Fire Spread Prediction in Building Layouts
Project Goal
The goal is to predict fire safety risk at the unit level in a building.
We are conducting a fire spread analysis for building layouts by examining spatial, structural, and material features.
The objective is to model and understand how fire propagates through different parts of a building based on characteristics such as room connectivity, surface combustibility, ventilation, and ignition sources.
This analysis architects, fire engineers, housing client and insurance assess risk early in the design process, supporting safer architectural design


Building Investigation
What can cause fire?
We conducted a spatial-material analysis to identify features most correlated with fire propagation potential at the unit level.

How the data is distributed across the building.
the spatial distribution of unit types








Visualizing how material finishes are distributed helps reveal where fire risk may concentrate spatially.
Dataset Composition
Initially Manipulating data through Grasshopper

using the BDG we received we added new features to the modules wasp parts using the wasp smart attributes in Grasshopper.
and after aggregation we restored all apartments with These features labeled on them then exported as structured datasets for further analysis and modeling.


We categorized fire-relevant features into spatial, material, and combustibility domains to structure the dataset for predictive modeling.
Initial Dataset

The dataset contains over 1,000 apartment units, each encoded with spatial, material, and categorical attributes relevant to fire risk analysis.
EDA (Exploratory Data Analysis)

We performed an initial exploratory analysis to quantify the distribution of unit types, usage categories, and material selections.
This provided insight into the dominant feature classes, highlighting a high prevalence of residential layouts and materials like ceramic tile and plasterboard.

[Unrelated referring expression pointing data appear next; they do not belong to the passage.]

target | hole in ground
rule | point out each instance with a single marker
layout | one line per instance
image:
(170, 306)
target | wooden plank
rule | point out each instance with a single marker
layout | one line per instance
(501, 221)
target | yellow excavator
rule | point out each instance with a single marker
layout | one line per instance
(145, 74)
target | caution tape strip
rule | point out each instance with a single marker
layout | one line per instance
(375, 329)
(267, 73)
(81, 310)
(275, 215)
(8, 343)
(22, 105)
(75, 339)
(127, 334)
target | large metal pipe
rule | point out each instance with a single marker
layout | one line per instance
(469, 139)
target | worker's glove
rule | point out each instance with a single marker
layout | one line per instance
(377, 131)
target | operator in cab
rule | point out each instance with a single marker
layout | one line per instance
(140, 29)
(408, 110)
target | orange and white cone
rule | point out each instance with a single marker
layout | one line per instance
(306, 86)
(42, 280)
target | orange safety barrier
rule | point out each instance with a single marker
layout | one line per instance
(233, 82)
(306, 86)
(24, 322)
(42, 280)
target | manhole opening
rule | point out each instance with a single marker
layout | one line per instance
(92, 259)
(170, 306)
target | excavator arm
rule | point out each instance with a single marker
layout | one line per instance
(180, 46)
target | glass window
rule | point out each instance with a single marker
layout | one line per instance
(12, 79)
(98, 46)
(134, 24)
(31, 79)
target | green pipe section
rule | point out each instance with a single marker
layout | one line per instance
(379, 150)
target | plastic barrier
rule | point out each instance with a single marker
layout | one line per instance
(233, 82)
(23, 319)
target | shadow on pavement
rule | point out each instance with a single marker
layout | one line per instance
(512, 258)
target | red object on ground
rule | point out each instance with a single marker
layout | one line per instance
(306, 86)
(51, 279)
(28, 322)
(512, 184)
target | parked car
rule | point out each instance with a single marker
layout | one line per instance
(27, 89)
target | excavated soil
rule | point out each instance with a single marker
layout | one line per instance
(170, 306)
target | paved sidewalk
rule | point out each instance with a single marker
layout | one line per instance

We examined the frequency of material combinations across wall, floor, and ceiling finishes to identify common construction patterns.
Heatmaps were used to analyze the correlation between unit types and materials, revealing dependencies that may influence fire risk profiles.
Training Trials and Efforts
Risk_Label Calculation trials

We tested three initial methods to generate fire risk labels — manual scoring and K-means clustering — but both failed to produce reliable or interpretable results.
First Trial – Manual Feature Importance

Manual scoring imposed assumed feature weights without validation, causing models to learn our logic instead of real fire risk behavior.
Second Trial – KMeans Clustering

K-Means produced three clusters, but fire-related features showed no real variation across them. The grouping was dominated by size and layout, not combustibility — making the clusters visually clean, but practically meaningless.
Third trial – Rothermel fire spread

We used standard references to assign combustibility and heat of combustion to materials, then applied a Rothermel-inspired formula to compute Rate of Spread — enabling data-driven assessment of fire propagation risk based on material and spatial characteristics.
Calculating Rothermel fire spread risk

We implemented a simplified Rothermel-based formula to calculate a fire spread risk score per unit. Each term in the equation was mapped to available features — such as combustible material investment, floor area, and ignition thresholds — enabling us to quantify fire propagation in a scalable and interpretable way.

First, we manually mapped material types to combustibility and heat of combustion values. These were then used to compute investment scores per element surface, and combined into total combustible mass. Using this, we calculated the Rate of Spread, and finally classified each unit into low, medium, or high fire risk using quantile bins .
Final Dataset


We cleaned the dataset by dropping intermediate features used in ROS calculation and kept only the final risk_label. This gave us a compact and interpretable dataset ready for model training, with risk_label as the target variable.
The dataset is now clean, compact, and ready for machine learning classification.
Model Training

We trained six classification models using the final dataset and evaluated their performance with confusion matrices and accuracy scores. Random Forest achieved the highest accuracy at 96%, making it the most reliable model for predicting fire risk levels.
Random Forest gives the best accuracy on the test data.
Fire Spread Predictor (UI):

Finally, we built a simple UI that allows users to input layout properties and instantly get a predicted fire risk label. The app uses the trained model behind the scenes, making fire risk assessment more accessible, fast, and interactive for designers or planners.